For industry and the academic community, this result opens several important perspectives. First, it legitimizes the use of LLMs in fundamental theoretical science — an area where such tools have previously been viewed with skepticism. Second, it points to a specific niche where language models provide real advantage: not replacing the scientist, but accelerating the most routine, though technically complex, stages of work. Cumbersome algebraic manipulations, on which a theoretical physicist might spend weeks, potentially compress to hours. Third, the publication stimulates discussion about verification: how should the community treat results partially obtained with the help of AI? The authors, it would seem, made a bet on transparency — explicitly indicating the role of GPT-5.2 Pro in the work.

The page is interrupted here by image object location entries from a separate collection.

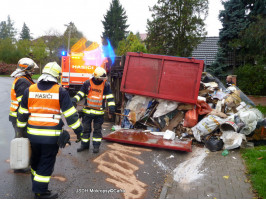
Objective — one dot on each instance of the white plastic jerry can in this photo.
(20, 153)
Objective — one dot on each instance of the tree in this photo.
(24, 48)
(114, 23)
(75, 35)
(8, 51)
(39, 52)
(253, 41)
(131, 44)
(242, 37)
(7, 29)
(53, 41)
(177, 26)
(25, 33)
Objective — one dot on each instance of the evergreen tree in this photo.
(177, 26)
(7, 29)
(25, 33)
(243, 34)
(115, 23)
(75, 35)
(131, 44)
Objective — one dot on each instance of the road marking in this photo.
(121, 166)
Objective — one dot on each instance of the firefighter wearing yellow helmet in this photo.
(40, 114)
(23, 80)
(97, 91)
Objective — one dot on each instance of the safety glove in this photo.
(111, 110)
(80, 113)
(63, 139)
(74, 102)
(79, 137)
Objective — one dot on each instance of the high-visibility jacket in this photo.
(95, 95)
(14, 99)
(107, 96)
(44, 110)
(40, 112)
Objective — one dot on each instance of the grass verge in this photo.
(262, 109)
(255, 160)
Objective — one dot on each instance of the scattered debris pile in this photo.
(221, 119)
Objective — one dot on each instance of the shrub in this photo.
(7, 69)
(252, 79)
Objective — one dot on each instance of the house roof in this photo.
(207, 50)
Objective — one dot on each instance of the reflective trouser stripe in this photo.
(85, 139)
(75, 125)
(96, 139)
(43, 132)
(109, 96)
(32, 171)
(13, 114)
(43, 179)
(70, 111)
(14, 106)
(21, 124)
(23, 110)
(96, 112)
(81, 93)
(111, 103)
(77, 97)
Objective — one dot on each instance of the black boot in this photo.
(83, 148)
(96, 149)
(46, 195)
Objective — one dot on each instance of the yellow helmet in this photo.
(99, 72)
(53, 69)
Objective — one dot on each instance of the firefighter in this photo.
(40, 113)
(23, 80)
(97, 90)
(229, 81)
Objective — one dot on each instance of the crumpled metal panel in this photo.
(138, 137)
(164, 77)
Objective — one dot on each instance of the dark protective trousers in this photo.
(97, 129)
(43, 159)
(17, 135)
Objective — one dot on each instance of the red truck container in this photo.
(164, 77)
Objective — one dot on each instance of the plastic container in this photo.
(20, 153)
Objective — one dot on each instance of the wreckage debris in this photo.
(222, 118)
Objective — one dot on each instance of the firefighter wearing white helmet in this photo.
(40, 114)
(97, 91)
(23, 80)
(51, 72)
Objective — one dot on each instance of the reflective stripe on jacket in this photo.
(95, 95)
(44, 109)
(14, 100)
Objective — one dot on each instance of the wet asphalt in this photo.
(141, 170)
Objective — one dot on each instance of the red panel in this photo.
(164, 77)
(138, 137)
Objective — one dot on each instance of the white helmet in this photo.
(24, 66)
(51, 72)
(99, 72)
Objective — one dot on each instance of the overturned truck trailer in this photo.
(161, 77)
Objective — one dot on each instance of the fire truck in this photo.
(79, 64)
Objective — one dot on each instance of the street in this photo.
(118, 171)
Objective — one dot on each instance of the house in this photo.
(207, 50)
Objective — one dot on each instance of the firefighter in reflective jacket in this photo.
(97, 90)
(23, 80)
(40, 112)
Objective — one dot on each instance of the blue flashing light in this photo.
(63, 53)
(109, 51)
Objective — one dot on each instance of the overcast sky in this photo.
(42, 15)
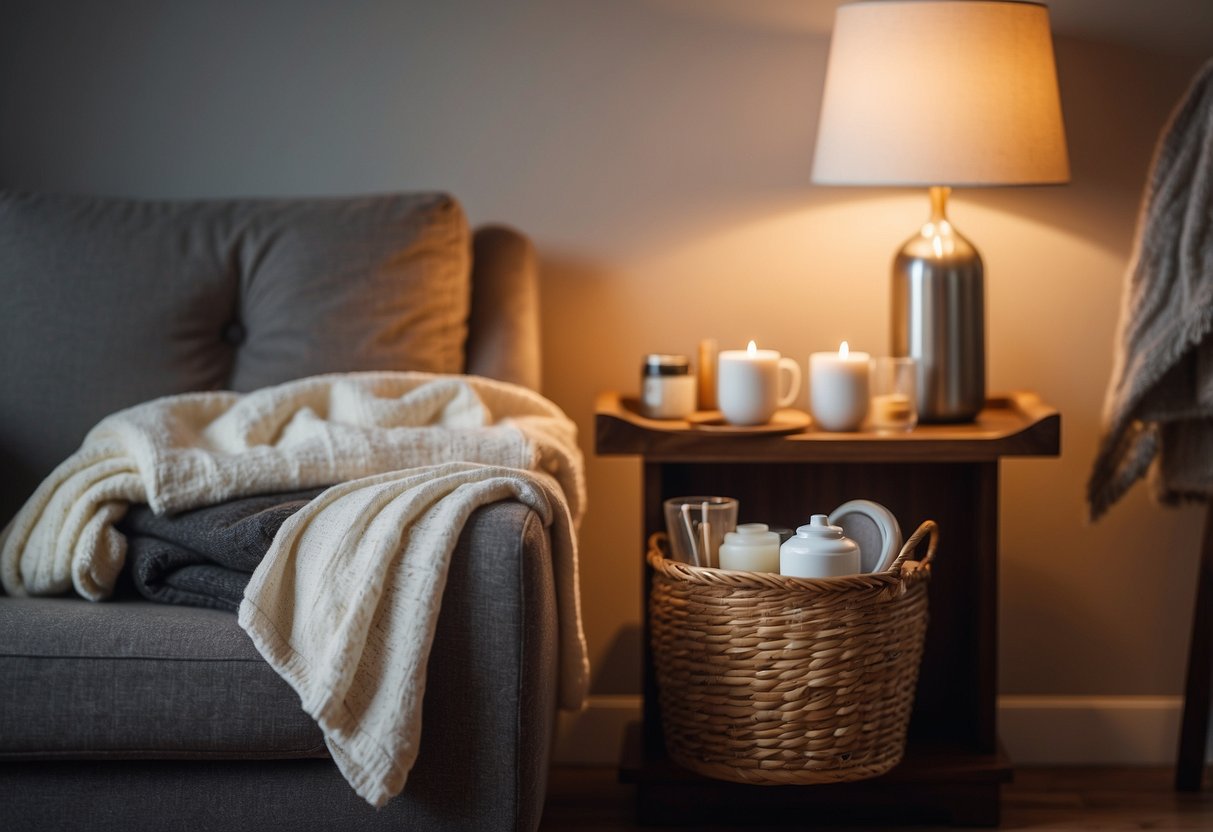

Quantum gravity remains one of the principal unsolved problems of fundamental physics. The theory still lacks experimental confirmation, and the analytical apparatus necessary for its development is extraordinarily complex. If language models are capable of taking on part of this analytical burden, the pace of theoretical research may accelerate noticeably. Not because AI understands physics in a human sense — but because it is able to operate with extraordinary precision and speed on those formal structures through which physics expresses itself. This is a preprint worth following: if the results pass peer review, we may be witnessing the beginning of a new working practice in theoretical physics.